# Potential danger with new Viv exotic viva



## hullreptilelover (Mar 4, 2006)

Have viv exotic re-invented the wheel and made it square?

The new viva range from viv exotic has a metal runner which holds the glass and also forms part of the ventalation system.

Major problem
The bottom metal runner has grooves cut in to the aluminium and these grooves are very very sharp (knife sharp). The groove is big enough for a lizard to get its nails/ toes stuck in. The groove is sharp enough for that toe/ nail to be severed as the lizard struggles to get free.

Other issues
The other issue is that of ventalation there are no vents in the back which could cause lack of air circulation. Especially if your reptile covers the grooves in the bottom plinth/runner with substrate.

Has anyone had any issues yet?


----------



## _simon_ (Nov 27, 2007)

I'm going to be ordering their new chameleon viv next week, I notice in that one there are vents in the back. I'll see what the runners are like with mine, for a chameleon it shouldn't be an issue but being sharp seems bonkers to me!


----------



## Graham (Jan 27, 2007)

Have you thought of emailing the manufacturers? I'm sure this is something they'd like to know about, so they can resolve it before they start getting sued!


----------



## LFBP-NEIL (Apr 23, 2005)

Has anyone else had this problem (a different one)......

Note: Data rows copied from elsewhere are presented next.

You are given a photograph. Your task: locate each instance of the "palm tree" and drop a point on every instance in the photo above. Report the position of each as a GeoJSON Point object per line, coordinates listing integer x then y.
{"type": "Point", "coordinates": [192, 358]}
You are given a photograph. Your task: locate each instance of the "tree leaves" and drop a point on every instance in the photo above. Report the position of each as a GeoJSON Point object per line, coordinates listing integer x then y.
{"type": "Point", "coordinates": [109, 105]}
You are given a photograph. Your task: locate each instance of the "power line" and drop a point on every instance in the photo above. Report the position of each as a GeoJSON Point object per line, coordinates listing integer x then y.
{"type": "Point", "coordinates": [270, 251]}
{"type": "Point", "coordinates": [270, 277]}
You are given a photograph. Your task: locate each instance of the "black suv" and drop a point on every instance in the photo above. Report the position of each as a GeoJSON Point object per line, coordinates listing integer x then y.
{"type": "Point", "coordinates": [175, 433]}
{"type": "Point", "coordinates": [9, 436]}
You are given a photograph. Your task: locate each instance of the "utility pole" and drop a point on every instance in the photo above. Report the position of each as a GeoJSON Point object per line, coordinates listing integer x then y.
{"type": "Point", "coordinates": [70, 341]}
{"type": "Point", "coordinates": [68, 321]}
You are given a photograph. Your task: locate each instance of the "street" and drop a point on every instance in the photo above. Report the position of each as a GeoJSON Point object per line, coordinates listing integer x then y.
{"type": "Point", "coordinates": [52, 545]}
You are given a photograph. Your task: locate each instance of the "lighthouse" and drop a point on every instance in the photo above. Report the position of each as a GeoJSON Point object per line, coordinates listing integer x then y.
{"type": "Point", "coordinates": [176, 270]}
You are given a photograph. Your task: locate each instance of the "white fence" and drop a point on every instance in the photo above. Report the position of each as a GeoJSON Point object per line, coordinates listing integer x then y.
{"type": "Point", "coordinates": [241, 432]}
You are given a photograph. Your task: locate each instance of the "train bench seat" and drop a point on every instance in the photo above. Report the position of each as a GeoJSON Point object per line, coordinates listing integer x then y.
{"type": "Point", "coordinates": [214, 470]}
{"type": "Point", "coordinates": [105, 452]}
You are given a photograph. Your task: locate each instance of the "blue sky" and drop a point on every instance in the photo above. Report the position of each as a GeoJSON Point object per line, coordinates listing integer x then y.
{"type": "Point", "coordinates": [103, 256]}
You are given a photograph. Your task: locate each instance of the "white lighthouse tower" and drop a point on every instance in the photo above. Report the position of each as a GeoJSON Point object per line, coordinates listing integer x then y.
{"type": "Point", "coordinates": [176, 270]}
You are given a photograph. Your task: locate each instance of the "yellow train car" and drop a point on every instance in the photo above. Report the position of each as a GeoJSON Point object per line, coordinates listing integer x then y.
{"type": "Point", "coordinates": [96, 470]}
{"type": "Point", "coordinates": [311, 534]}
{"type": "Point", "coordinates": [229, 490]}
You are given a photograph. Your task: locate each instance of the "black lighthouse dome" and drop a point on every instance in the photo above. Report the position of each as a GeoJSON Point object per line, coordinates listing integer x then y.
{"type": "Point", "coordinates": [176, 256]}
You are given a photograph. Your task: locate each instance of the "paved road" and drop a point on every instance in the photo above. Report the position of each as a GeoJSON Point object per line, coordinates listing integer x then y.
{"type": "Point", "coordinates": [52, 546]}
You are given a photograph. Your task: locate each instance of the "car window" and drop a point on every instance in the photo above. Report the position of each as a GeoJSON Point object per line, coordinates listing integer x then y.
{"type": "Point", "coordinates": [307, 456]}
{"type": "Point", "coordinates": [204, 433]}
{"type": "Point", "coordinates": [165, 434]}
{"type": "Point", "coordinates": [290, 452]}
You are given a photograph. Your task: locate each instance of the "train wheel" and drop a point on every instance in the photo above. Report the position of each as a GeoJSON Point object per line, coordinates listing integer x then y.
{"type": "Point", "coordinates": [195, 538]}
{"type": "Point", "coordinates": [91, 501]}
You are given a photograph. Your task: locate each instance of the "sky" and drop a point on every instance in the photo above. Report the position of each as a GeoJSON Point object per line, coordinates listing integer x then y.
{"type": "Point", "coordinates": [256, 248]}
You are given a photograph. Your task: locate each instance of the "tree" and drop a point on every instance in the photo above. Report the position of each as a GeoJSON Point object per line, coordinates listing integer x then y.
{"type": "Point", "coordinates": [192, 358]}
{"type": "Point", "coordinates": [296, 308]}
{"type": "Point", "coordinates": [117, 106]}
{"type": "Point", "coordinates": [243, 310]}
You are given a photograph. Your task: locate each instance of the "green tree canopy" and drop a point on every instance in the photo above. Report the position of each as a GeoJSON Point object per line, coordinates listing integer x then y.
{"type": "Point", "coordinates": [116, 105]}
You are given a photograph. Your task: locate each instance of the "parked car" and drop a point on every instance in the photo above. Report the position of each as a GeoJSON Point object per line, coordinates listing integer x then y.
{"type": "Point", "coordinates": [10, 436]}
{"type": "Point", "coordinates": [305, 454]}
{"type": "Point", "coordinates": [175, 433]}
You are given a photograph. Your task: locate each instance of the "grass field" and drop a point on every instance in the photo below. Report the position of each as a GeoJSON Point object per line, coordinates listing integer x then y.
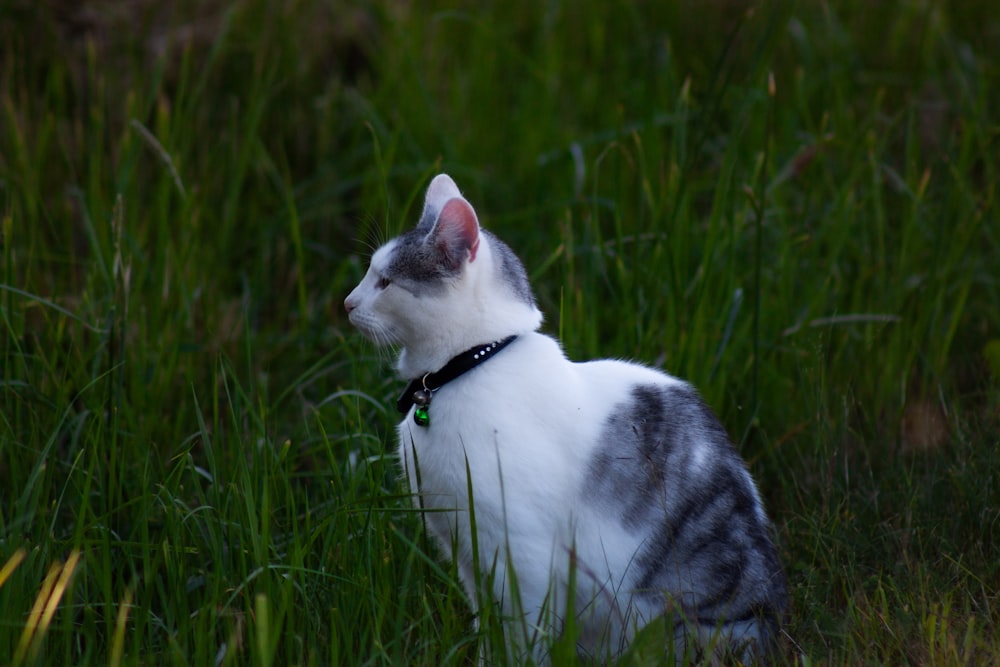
{"type": "Point", "coordinates": [795, 207]}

https://www.facebook.com/photo.php?v=10151217632244704

The door stop in the glass being unmovable??


----------



## Graham (Jan 27, 2007)

LFBP-NEIL said:


> Has anyone else had this problem (a different one)......
> 
> https://www.facebook.com/photo.php?v=10151217632244704
> 
> The door stop in the glass being unmovable??


Don't know about that, but I see you commented about their faulty misters, I didn't know VivExotic made misters? Are you sure you're not thinking of Exo Terra and their Monsoon?


----------



## LFBP-NEIL (Apr 23, 2005)

Viv exotic are now owned by Hagen who also own exo terra and all their customer services fall under the same umbrella


----------



## LFBP-NEIL (Apr 23, 2005)

And yep, my air vents are the same. Extruded aluminium and the slits cut in to them have not been smoothed off.


----------



## Graham (Jan 27, 2007)

LFBP-NEIL said:


> Viv exotic are now owned by Hagen who also own exo terra and all their customer services fall under the same umbrella


Ah OK, I had very good service from VivExotic when I had to order a replacement part, it was their fault and I received it by return of post, couldn't fault their customer service.


----------



## LFBP-NEIL (Apr 23, 2005)

You would of been dealing with aqua-pac the company that make them for Hagen, who are a fantastic company and why the hell they sold their rights for vivexotic over to Hagen god only knows.


----------



## LFBP-NEIL (Apr 23, 2005)

If anybody else has one of these vivs in there shop or home, please just run your fingers along the air slits inside the vivarium and report your findings.


----------



## Graham (Jan 27, 2007)

LFBP-NEIL said:


> You would of been dealing with aqua-pac the company that make them for Hagen, who are a fantastic company and why the hell they sold their rights for vivexotic over to Hagen god only knows.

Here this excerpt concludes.